United States District Court, E.D. North Carolina, Southern Division

June 6, 2019

JOYNEKA NAOMI JONES, Plaintiff/Claimant,
v.
NANCY A. BERRYHILL, Acting Commissioner of Social Security, Defendant.

          MEMORANDUM AND RECOMMENDATION

          Robert B. Jones, Jr. United States Magistrate Judge

         This matter is before the court on the parties' cross-motions for judgment on the pleadings [DE-35, -40] pursuant to Fed.R.Civ.P. 12(c). Claimant Joyneka Naomi Jones (“Claimant”) filed this action pursuant to 42 U.S.C. §§ 405(g) and 1383(c)(3) seeking judicial review of the denial of her application for Supplemental Security Income (“SSI”) payments. The pending motions are ripe for adjudication. Having carefully reviewed the administrative record and the motions and memoranda submitted by the parties, it is recommended that Claimant's Motion for Judgment on the Pleadings be allowed, Defendant's Motion for Judgment on the Pleadings be denied, and the matter be remanded for further proceedings.

         I. STATEMENT OF THE CASE

         Claimant protectively filed an application for SSI benefits on August 28, 2012, alleging disability beginning December 1, 2005. (R. 183-88). The claim was denied initially and upon reconsideration. (R. 75-103). A hearing before an Administrative Law Judge (“ALJ”) was held on January 29, 2015, at which Claimant, represented by counsel, and a vocational expert (“VE”) appeared and testified. (R. 37-74). On March 12, 2015, the ALJ issued a decision denying Claimant's request for benefits. (R. 18-36). On August 19, 2016, the Appeals Council denied Claimant's request for review. (R. 1-7). Claimant then filed a complaint in this court seeking review of the final administrative decision. (R. 605-07). The Commissioner moved to remand the case, and the court allowed the motion and remanded the case for further proceedings. (R. 614-15).

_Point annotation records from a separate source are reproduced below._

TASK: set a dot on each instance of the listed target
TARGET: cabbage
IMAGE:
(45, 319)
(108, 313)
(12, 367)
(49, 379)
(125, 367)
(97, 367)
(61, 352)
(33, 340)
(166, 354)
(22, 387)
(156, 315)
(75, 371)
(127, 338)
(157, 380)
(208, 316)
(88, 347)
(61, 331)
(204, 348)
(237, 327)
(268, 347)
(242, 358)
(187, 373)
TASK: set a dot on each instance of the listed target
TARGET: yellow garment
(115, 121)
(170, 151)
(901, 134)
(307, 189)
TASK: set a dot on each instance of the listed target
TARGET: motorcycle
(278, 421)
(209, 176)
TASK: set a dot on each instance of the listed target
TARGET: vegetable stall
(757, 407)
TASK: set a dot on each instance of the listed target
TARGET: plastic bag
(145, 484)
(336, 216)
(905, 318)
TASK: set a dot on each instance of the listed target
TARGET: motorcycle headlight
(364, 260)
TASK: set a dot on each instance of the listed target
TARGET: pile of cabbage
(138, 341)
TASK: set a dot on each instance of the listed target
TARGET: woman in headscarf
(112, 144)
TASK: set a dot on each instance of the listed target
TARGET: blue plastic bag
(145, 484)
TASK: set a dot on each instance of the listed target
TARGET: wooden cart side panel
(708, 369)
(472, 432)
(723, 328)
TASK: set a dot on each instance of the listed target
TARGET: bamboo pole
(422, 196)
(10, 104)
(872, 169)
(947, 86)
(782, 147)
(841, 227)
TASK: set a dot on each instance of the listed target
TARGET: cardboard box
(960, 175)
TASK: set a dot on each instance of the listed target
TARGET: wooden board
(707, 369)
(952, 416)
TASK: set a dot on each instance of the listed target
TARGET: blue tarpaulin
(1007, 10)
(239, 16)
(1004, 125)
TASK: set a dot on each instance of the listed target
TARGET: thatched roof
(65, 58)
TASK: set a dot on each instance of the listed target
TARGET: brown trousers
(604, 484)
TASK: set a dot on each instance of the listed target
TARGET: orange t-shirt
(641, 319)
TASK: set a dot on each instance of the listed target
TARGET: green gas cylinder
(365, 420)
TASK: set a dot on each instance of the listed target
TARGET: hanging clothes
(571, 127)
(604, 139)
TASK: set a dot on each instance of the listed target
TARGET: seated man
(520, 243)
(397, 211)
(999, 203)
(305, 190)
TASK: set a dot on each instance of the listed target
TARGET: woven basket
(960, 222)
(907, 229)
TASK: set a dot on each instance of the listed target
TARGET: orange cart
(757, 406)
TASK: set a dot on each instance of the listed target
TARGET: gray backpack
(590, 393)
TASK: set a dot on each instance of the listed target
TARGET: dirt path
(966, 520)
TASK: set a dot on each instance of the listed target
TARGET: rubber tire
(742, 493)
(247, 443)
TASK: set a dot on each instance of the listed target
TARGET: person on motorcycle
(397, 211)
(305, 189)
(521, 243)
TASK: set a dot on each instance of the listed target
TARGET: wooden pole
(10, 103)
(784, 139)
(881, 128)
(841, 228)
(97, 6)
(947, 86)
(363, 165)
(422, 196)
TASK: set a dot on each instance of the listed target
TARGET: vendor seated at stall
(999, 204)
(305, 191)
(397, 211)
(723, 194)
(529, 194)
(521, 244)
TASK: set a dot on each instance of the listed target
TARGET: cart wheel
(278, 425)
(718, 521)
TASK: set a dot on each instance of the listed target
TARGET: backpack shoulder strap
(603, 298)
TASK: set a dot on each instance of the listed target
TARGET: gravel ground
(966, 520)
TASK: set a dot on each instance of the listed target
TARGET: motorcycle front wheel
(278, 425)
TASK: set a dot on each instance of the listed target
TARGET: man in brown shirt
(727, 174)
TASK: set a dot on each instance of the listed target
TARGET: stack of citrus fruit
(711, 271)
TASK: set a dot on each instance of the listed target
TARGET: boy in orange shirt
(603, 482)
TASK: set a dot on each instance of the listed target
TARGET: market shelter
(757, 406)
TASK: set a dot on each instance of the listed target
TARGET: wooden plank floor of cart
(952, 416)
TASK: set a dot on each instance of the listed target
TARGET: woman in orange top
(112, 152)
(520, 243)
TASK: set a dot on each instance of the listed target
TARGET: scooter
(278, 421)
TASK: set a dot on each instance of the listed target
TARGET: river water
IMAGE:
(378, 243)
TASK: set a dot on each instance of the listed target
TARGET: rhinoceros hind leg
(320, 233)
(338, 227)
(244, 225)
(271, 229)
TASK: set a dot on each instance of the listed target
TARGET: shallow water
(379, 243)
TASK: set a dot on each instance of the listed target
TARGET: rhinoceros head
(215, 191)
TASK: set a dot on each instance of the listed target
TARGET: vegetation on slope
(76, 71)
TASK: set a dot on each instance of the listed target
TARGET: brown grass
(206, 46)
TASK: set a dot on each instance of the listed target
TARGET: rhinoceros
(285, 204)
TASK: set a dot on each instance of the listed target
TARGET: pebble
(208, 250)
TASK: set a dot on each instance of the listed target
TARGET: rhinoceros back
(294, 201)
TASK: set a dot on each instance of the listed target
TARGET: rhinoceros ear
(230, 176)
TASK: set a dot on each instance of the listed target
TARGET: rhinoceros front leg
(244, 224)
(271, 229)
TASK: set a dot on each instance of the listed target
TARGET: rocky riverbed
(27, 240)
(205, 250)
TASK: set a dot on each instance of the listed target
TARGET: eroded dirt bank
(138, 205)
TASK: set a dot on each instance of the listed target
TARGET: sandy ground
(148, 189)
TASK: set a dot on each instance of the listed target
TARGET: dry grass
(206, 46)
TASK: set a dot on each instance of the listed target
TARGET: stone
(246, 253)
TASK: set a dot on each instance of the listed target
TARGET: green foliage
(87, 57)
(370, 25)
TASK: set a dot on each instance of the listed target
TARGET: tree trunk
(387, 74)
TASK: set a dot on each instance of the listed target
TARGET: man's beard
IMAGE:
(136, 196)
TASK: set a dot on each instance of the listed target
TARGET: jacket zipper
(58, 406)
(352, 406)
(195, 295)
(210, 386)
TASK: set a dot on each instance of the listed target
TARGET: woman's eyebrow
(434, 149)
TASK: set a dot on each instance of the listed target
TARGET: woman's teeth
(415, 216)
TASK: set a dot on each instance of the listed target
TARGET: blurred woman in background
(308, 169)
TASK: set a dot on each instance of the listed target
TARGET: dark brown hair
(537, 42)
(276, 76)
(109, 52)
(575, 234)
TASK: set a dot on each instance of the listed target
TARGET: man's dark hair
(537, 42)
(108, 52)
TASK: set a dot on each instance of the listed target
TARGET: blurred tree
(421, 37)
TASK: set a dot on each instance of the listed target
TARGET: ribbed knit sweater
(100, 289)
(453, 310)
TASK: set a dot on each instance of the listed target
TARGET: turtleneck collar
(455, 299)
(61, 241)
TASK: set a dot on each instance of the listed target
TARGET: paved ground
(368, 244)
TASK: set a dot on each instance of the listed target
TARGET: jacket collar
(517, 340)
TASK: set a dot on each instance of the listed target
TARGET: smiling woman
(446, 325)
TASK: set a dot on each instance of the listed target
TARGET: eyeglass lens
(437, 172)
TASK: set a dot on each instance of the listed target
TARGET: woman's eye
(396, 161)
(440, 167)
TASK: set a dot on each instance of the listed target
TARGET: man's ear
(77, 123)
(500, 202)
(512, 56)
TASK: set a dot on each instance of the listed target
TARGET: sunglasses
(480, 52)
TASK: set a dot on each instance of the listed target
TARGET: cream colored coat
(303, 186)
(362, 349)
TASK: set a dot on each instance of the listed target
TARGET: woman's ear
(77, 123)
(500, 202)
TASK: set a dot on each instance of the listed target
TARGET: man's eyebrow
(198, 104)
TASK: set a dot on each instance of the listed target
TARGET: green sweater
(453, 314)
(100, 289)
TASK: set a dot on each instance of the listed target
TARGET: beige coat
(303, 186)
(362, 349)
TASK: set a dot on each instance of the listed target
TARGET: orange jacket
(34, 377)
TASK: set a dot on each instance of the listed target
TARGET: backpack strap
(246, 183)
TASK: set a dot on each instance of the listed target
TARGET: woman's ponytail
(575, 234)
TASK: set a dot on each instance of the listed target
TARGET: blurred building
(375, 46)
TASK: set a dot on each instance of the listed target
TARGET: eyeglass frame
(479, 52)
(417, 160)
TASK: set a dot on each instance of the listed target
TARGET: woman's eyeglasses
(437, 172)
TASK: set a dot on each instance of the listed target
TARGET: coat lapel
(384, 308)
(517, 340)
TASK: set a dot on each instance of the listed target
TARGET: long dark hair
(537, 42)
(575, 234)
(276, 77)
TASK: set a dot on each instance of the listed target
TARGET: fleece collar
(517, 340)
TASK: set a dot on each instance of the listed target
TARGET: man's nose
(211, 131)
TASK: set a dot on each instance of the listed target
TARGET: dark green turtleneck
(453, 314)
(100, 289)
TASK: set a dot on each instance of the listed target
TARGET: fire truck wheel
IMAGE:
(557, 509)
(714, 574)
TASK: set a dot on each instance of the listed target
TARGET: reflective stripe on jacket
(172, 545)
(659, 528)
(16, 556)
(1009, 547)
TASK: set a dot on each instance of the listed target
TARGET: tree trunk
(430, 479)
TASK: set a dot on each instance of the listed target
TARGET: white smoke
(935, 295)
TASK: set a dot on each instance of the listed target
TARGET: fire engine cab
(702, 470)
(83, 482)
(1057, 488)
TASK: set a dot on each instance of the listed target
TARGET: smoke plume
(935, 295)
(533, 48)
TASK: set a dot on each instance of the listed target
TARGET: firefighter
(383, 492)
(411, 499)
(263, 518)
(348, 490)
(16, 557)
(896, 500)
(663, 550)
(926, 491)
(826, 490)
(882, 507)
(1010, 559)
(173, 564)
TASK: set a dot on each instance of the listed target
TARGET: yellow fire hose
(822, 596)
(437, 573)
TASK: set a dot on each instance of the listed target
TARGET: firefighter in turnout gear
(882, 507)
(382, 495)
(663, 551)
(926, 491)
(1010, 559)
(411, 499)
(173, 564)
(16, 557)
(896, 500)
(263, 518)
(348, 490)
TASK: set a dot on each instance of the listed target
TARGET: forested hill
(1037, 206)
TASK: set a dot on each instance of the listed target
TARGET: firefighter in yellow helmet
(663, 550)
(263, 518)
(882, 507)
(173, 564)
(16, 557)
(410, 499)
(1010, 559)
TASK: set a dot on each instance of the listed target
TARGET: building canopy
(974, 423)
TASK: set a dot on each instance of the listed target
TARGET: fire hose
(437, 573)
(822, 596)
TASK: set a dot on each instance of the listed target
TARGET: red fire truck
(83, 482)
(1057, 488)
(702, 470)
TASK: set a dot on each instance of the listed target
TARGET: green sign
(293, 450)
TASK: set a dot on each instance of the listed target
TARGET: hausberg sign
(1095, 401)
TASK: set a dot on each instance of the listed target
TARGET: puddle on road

         On May 23, 2017, the Appeals Council remanded the case to an ALJ to: (1) exhibit evidence considered by the State agency at the initial level that was not in the file; (2) if necessary, obtain evidence from a medical expert related to the nature and severity of and functional limitations resulting from Claimant's impairments; (3) further evaluate Claimant's mental impairments in accordance with the special technique; (4) further evaluate whether any of Claimant's impairments, or combination of impairments, meets or equals a listing, in particular Listing 12.05, providing rationale and citations to evidence in support of the findings; (5) if warranted, give further consideration to Claimant's RFC and provide appropriate rationale with specific references to evidence of record in support of the assessed limitations; and (6) if warranted, obtain supplemental evidence from a vocational expert to clarify the effect of the assessed limitations on Claimant's occupational base. (R. 622-25). The same ALJ held a second hearing on October 20, 2017, at which Claimant, represented by counsel; a VE; and a Medical Expert (“ME”) appeared and testified. (R. 569-603). On December 29, 2017, the ALJ issued a decision denying Claimant's request for benefits. (R. 543-68). Claimant's request for review and the Appeals Council's denial thereof do not appear to be in the administrative record; however, the Commissioner asserts the ALJ's decision is her final determination. Def.'s Mem. [DE-41] at 2. Claimant then filed a complaint in this court seeking review of the now-final administrative decision.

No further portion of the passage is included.